[R] Is there a good package for multiple imputation of missing values in R?
Frank E Harrell Jr
f.harrell at vanderbilt.edu
Mon Jun 30 20:25:13 CEST 2008
Robert A LaBudde wrote:
> At 03:02 AM 6/30/2008, Robert A. LaBudde wrote:
>> I'm looking for a package that has a start-of-the-art method of
>> imputation of missing values in a data frame with both continuous and
>> factor columns.
>>
>> I've found transcan() in 'Hmisc', which appears to be possibly suited
>> to my needs, but I haven't been able to figure out how to get a new
>> data frame with the imputed values replaced (I don't have Herrell's
>> book).
>>
>> Any pointers would be appreciated.
>
> Thanks to "paulandpen", Frank and Shige for suggestions.
>
> I looked at the packages 'Hmisc', 'mice', 'Amelia' and 'norm'.
>
> I still haven't mastered the methodology for using aregImpute() in
> 'Hmisc' based on the help information. I think I'll have to get hold of
> Frank's book to see how it's used in a complete example.
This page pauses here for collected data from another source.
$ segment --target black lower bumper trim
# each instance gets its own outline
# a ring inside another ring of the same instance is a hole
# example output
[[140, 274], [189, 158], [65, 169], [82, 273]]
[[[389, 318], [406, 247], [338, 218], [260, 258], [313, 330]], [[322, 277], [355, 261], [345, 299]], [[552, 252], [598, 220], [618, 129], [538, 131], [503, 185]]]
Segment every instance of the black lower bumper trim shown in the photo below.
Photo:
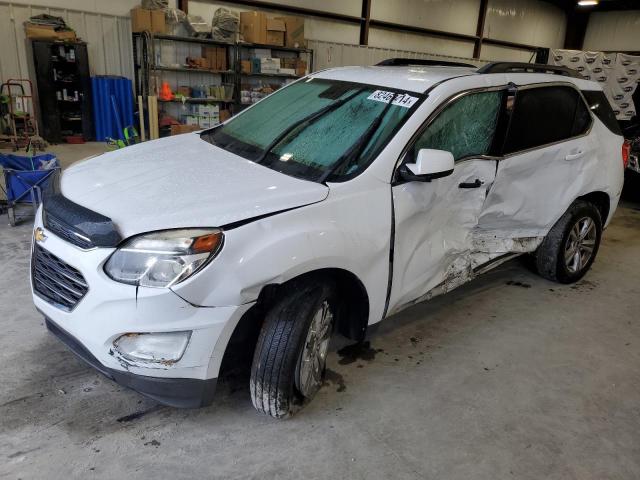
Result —
[[80, 359], [100, 373], [122, 385], [131, 388], [163, 405], [177, 408], [198, 408], [210, 405], [216, 389], [217, 378], [199, 380], [197, 378], [164, 378], [135, 375], [105, 367], [76, 338], [65, 332], [45, 317], [47, 329], [64, 343]]

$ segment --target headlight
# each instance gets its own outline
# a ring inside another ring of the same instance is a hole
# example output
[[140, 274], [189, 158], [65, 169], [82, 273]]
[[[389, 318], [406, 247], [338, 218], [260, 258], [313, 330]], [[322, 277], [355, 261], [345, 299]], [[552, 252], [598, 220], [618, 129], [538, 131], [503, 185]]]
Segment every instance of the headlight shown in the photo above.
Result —
[[175, 363], [182, 358], [191, 332], [126, 333], [113, 346], [127, 360]]
[[104, 271], [117, 282], [170, 287], [215, 257], [223, 236], [219, 229], [185, 229], [133, 237], [111, 255]]

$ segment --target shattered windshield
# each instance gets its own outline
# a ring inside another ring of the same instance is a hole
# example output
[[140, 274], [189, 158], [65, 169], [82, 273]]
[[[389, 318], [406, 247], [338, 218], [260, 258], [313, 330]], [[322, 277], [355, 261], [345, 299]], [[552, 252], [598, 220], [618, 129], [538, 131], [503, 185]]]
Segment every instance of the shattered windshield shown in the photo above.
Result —
[[309, 79], [282, 88], [202, 139], [306, 180], [351, 178], [417, 107], [419, 94]]

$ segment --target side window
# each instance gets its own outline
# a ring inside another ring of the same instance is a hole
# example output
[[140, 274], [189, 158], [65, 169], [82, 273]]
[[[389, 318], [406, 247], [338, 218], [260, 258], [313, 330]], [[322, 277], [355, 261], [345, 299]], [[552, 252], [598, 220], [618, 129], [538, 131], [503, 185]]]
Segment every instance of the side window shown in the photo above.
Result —
[[504, 153], [519, 152], [581, 135], [591, 115], [571, 87], [553, 86], [518, 91]]
[[582, 94], [587, 99], [591, 111], [596, 114], [602, 123], [616, 135], [622, 135], [616, 114], [613, 113], [611, 104], [604, 92], [600, 90], [583, 90]]
[[493, 143], [503, 91], [471, 93], [445, 107], [427, 126], [411, 149], [433, 148], [453, 153], [458, 161], [487, 155]]

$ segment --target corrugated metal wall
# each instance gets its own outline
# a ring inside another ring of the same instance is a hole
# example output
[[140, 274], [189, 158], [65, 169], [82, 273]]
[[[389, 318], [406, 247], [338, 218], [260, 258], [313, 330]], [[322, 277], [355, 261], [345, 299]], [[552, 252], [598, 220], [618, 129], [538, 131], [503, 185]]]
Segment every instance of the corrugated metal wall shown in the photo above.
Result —
[[0, 79], [29, 78], [24, 22], [47, 13], [64, 18], [88, 43], [91, 75], [133, 78], [131, 21], [92, 12], [0, 2]]
[[453, 57], [435, 53], [415, 52], [412, 50], [396, 50], [391, 48], [363, 47], [346, 43], [323, 42], [309, 40], [309, 48], [313, 49], [314, 70], [342, 67], [346, 65], [375, 65], [387, 58], [423, 58], [431, 60], [447, 60], [481, 66], [488, 63], [466, 57]]
[[592, 13], [582, 49], [640, 51], [640, 2], [638, 8], [627, 12]]

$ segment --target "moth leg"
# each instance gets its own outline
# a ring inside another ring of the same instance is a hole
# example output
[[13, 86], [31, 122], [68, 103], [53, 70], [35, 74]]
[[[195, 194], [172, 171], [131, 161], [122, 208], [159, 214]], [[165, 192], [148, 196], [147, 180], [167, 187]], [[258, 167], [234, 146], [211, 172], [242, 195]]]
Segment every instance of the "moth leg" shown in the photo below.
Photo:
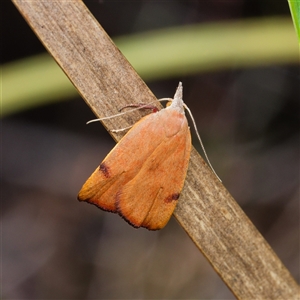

It's not in the book; it will be in the 2nd edition someday
Frank
>
> 'Amelia' and 'norm' appear to be focused solely on continuous,
> multivariate normal variables, but my needs typically involve datasets
> with both factors and continuous variables.
>
> The function mice() in 'mice' appears to best suit my needs, and the
> help file was intelligible, and it works on both factors and continuous
> variables.
>
> For those in the audience with similar issues, here is a code snippet
> showing how some of these functions work ('felon' is a data frame with
> categorical and continuous predictors of the binary variable 'hired'):
>
> library('mice') #missing data imputation library for md.pattern(),
> mice(), complete()
> names(felon) #show variable names
> md.pattern(felon[,1:4]) #show patterns for missing data in 1st 4 vars
>
> library('Hmisc') #package for na.pattern() and impute()
> na.pattern(felon[,1:4]) #show patterns for missing data in 1st 4 vars
>
> #simple imputation can be done by
> felon2<- felon #make copy
> felon2$felony<- impute(felon2$felony) #impute NAs (most frequent)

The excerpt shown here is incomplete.